無境界夜話

柚木呂高

無境界夜話

 そうして人類は永遠の眠りについた。そういう名のカクテルが出るというのはこの界隈では知る人ぞ知る話であった。宵の口、もの好きの人々が集まる会員制のバー、夢の操縦法は格差差別をきわめた現代において稀有な、貴賤がなくあらゆる者に公平に開かれる不思議な場所で、ある中層階地域の街の薄暗い路地の脇を木々の生えた細い階段を登っていくと見えてくる小綺麗だが小さい民家が、ネオンの光から逃れて暗闇の中で赤い照明でぼうと浮かび上がる姿はさながら小振りな迷い家といった風情である。ここに来る者の目的は一にも二にもマスターの出す特製のカクテルにあった、その飲み口は玄妙たるを得ると言われ、好事家たちはこぞっての微醺びくんに彩られようと夢の操縦法への紹介を是非と願うのである。

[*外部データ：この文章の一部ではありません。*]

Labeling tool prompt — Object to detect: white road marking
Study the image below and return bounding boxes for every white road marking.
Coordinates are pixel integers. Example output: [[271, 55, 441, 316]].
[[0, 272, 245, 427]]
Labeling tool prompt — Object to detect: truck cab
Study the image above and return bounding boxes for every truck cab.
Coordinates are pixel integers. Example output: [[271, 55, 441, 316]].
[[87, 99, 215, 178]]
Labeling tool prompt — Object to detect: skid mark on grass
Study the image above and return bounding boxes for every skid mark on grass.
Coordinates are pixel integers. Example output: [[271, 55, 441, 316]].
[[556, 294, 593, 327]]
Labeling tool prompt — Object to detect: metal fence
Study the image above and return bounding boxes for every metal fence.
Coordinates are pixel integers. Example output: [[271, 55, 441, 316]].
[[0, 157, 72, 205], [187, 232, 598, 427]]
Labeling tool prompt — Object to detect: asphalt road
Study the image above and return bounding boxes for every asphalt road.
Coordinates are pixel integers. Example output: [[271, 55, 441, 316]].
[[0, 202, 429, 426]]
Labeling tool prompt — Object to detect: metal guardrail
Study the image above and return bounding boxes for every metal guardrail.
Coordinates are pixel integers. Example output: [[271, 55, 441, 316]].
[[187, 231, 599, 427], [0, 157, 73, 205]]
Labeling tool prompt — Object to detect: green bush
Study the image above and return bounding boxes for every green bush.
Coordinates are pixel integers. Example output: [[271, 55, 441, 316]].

 東海源一はSNSで知り合った上層階急の女性、鴻巣亜弓こうのすあゆみからこのバーの紹介を受け、幸運にも入会することができた。源一自身は低層階級のしがない作曲家もどきといった風情で、借りてきた猫のようにキョロキョロと周囲の様子を伺ってはビクビクしているといった次第である、なにかに突かれでもすれば今にも飛び上がりそうな具合に亜弓は苦笑いを浮かべていた。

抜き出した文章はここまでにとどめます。